The Legacy Museum, in Montgomery, Alabama, and the nearby National Memorial for Peace and Justice, opened on April 26, 2018. The topic of the museum is the post-slavery treatment of African Americans by whites. Rather than ending, according to Equal Justice Initiative's head Bryan Stevenson, slavery "evolved": sharecropping, Jim Crow laws, mass incarceration, convict leasing, and lynching. The museum reflects "Stevenson's view that, unlike in [[Institute for Justice and Reconciliation|[post-Apartheid] South Africa]] or post-Nazi Germany or many other societies traumatized by history, we've hardly begun to grapple with ours—and so cannot yet get beyond it."

===National Memorial for Peace and Justice===

Opened on April 26, 2018, also in Montgomery, the Memorial is intended to call attention to "an aspect of the nation's racial history that's discussed the least", according to Equal Justice Initiative Bryan Stevenson: the 4,400 victims of "terror lynchings" black people from 1877 through 1950. "The memorial's design evokes the image of a racist hanging, featuring scores of dark metal columns suspended in the air from above. The rectangular structures, some of which lie flat on the ground and resemble graves, include the names of counties where lynchings occurred, plus dates and the names of the victims. The goal is for individual counties to claim the columns on the ground and erect their own memorials."

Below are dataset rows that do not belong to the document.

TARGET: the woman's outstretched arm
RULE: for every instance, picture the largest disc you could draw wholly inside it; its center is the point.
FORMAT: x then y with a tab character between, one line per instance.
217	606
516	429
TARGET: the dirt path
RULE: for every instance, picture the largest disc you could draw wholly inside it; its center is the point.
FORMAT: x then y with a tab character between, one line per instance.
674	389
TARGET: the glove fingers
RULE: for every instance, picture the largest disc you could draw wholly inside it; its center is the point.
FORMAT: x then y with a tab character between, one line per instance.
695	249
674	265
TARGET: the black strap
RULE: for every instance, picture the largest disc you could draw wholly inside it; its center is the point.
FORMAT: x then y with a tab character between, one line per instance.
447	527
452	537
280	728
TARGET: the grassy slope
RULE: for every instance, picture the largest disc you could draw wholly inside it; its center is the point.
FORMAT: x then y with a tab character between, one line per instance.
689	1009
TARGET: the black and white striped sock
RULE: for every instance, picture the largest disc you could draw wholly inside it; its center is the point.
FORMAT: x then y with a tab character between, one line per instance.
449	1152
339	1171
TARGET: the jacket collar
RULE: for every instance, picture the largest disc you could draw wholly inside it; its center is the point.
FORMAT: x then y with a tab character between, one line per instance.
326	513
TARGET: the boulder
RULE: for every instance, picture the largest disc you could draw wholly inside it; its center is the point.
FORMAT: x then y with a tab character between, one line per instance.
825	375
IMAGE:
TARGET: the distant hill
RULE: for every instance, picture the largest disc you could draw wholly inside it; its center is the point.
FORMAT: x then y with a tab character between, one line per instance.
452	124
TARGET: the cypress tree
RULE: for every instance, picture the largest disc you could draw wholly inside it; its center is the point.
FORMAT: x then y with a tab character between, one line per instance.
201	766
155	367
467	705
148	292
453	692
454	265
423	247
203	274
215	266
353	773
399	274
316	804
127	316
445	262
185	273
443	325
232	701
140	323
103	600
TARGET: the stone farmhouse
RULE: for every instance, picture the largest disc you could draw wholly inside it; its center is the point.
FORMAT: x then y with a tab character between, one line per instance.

=== Freedom Monument Sculpture Park ===

Starting in 2021, EJI acquired 17 acres in Montgomery on the Alabama River to erect the National Monument to Freedom, a 43 ft tall, 155 ft long wall depicting 122,000 surnames adopted by the 4.7 million formerly enslaved African Americans listed on the 1870 United States census, the first census to list African Americans entirely as free people. QR codes on display near the monument allow visitors to find other African Americans listed in later censuses with the same surname. The park includes 170-year-old dwellings from nearby cotton plantations, objects made by enslaved persons, replicas of rail cars and holding pens, and audio recordings of people speaking in the Muscogee language, the language of the indigenous people of the park's area. The park also includes various sculptures created by Charles Gaines, Alison Saar, and Kwame Akoto-Bamfo, Simone Leigh, Wangechi Mutu, Rose B. Simpson, Theaster Gates, Kehinde Wiley, and Hank Willis Thomas. The park opened on March 27, 2024. Stevenson stated to W that the idea was inspired by his 2021 visit to a former slave plantation (his first visit to any plantation), which he felt marginalized the slave experience in favor of the slaveowner's mansion's architecture.

==Other exhibits==
In 2019, the initiative cooperated with the Levine Museum of the New South in preparing their exhibit "The Legacy of Lynching: Confronting Racial Terror in America".